Fabricated germanium (Ge)-doped optical fibre glow curve characteristics are investigated with respect to computed tomography (CT) dosimetry. 2.3 mol% and 6 mol% Ge-dopant concentration preforms have been used to produce flat and cylindrical fibres (FF and CF) of various size and diameter. The fibres are irradiated to doses of 20, 30 and 40 mGy for each of the beam qualities RQT 8 (100 kV), RQT 9 (120 kV) and RQT 10 (150 kV). The thermoluminescence (TL) kinematic parameters studied are maximum temperature (Tmax), activation energy (Ea) and peak integral (PI). The glow curve formations are reconstructed from the Windows®–based radiation evaluation and management system (WinREMS), deconvoluted using glow curve deconvolution (CGCD) analysis software.

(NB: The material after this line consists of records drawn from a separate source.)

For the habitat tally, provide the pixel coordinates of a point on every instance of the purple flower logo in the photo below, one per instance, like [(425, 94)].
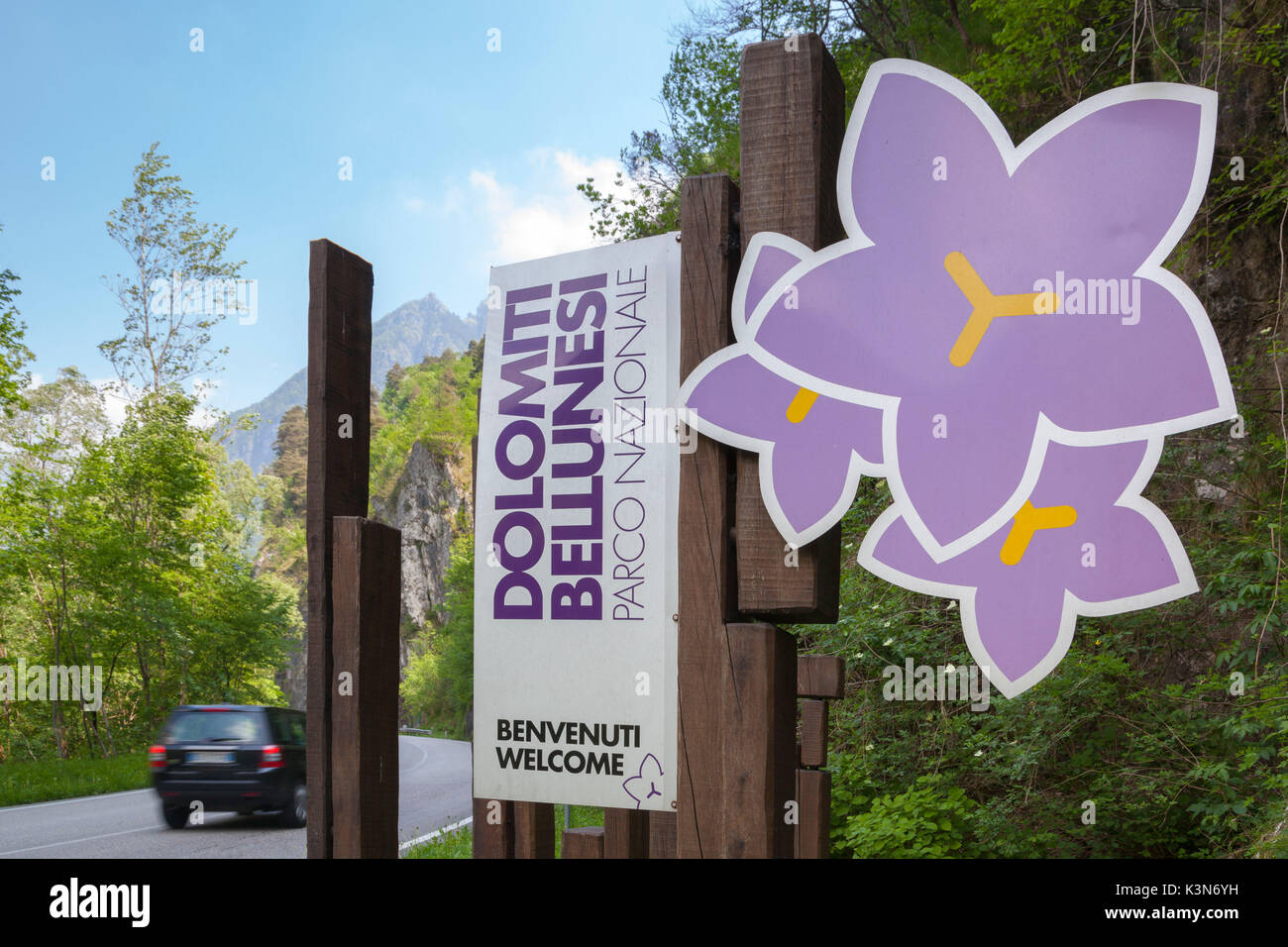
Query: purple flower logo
[(645, 784), (993, 308)]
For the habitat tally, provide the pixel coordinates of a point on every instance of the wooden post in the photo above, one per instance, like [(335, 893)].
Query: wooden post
[(759, 741), (661, 835), (814, 795), (626, 832), (793, 128), (492, 835), (533, 830), (365, 604), (708, 264), (584, 843), (819, 678), (339, 418)]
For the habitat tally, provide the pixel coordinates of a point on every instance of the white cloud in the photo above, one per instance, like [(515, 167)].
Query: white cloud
[(116, 401), (546, 218)]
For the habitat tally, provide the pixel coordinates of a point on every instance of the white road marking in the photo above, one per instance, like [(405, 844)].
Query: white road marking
[(72, 841), (77, 799), (432, 835)]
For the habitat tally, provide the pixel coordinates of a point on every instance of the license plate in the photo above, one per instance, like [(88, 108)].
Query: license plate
[(209, 757)]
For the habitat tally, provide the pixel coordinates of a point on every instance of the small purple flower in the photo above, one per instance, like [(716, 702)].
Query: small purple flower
[(1099, 549), (647, 783)]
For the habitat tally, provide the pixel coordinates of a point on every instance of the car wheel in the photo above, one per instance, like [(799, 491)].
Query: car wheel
[(296, 812)]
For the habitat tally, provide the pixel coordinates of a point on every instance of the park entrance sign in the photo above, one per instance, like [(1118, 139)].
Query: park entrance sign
[(575, 564)]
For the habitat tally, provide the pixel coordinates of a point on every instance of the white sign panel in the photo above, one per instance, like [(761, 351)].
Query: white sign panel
[(576, 575)]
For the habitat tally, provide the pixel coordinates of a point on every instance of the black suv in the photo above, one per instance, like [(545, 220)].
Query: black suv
[(231, 758)]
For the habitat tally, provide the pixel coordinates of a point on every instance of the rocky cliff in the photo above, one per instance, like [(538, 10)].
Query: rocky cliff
[(429, 504)]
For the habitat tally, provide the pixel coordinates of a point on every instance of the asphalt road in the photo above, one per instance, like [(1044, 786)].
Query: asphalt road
[(434, 789)]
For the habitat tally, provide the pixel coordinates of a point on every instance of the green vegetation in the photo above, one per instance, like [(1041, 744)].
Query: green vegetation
[(125, 548), (459, 843), (26, 781)]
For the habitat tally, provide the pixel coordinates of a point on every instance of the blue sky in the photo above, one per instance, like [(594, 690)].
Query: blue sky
[(462, 158)]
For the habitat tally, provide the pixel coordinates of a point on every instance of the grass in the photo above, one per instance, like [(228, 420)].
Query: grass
[(39, 781), (459, 844)]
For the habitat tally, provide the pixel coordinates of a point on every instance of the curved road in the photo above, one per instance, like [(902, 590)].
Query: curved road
[(433, 791)]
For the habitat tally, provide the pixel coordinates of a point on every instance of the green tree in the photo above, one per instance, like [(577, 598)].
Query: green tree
[(13, 354), (166, 335)]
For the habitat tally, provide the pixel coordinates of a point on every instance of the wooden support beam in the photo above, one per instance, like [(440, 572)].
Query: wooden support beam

The structures of the glow curves are broad single or double-peaked, occurring at relatively high glow peak temperatures, TL response increases with radiation dose and peak height decreases with increasing energy, showing clear photoelectric dependence. The deconvoluted glow curves for all fibres are seen to consist of five individual glow peaks, P1 to P5, P1 being dominant in all cases other than for 6 mol% Ge-FF for which P3 is dominant due to the formation of a double-peaked glow curve. Tmax increases from P1 to P5 for all fibres, throughout the energy range used. P1 and P3 (6 mol% Ge-FF) have the lowest Ea, while P4 shows the greatest Ea for all fibres. The results indicate that electrons in P1 and P3 (6 mol% Ge-FF) are occupied at low energy traps while for P4, the electrons are trapped at a deeper energy level. The lowest PI value, indicative of the least number of electrons, is shown to be that of the deeper trap P4 for all energies investigated. This study provides support for the use of 6 mol% and 2.3 mol% preform fibres for CT dosimetry, each with similar kinetic parameters.

Item Type: Article
Uncontrolled Keywords: Ge-doped optical fibre; CT dosimetry; Glow curve
Subjects: R Medicine > R Medicine (General) > R895-920 Medical Physics/Medical Radiology
Divisions: Others > Non Sunway Academics
Sunway University > School of Medical and Life Sciences [formerly School of Healthcare and Medical Sciences until 2020] > Centre of Biomedical Physics [wef 2021 changed to Research Centre for Applied Physics and Radiation Technologies and moved to SET ]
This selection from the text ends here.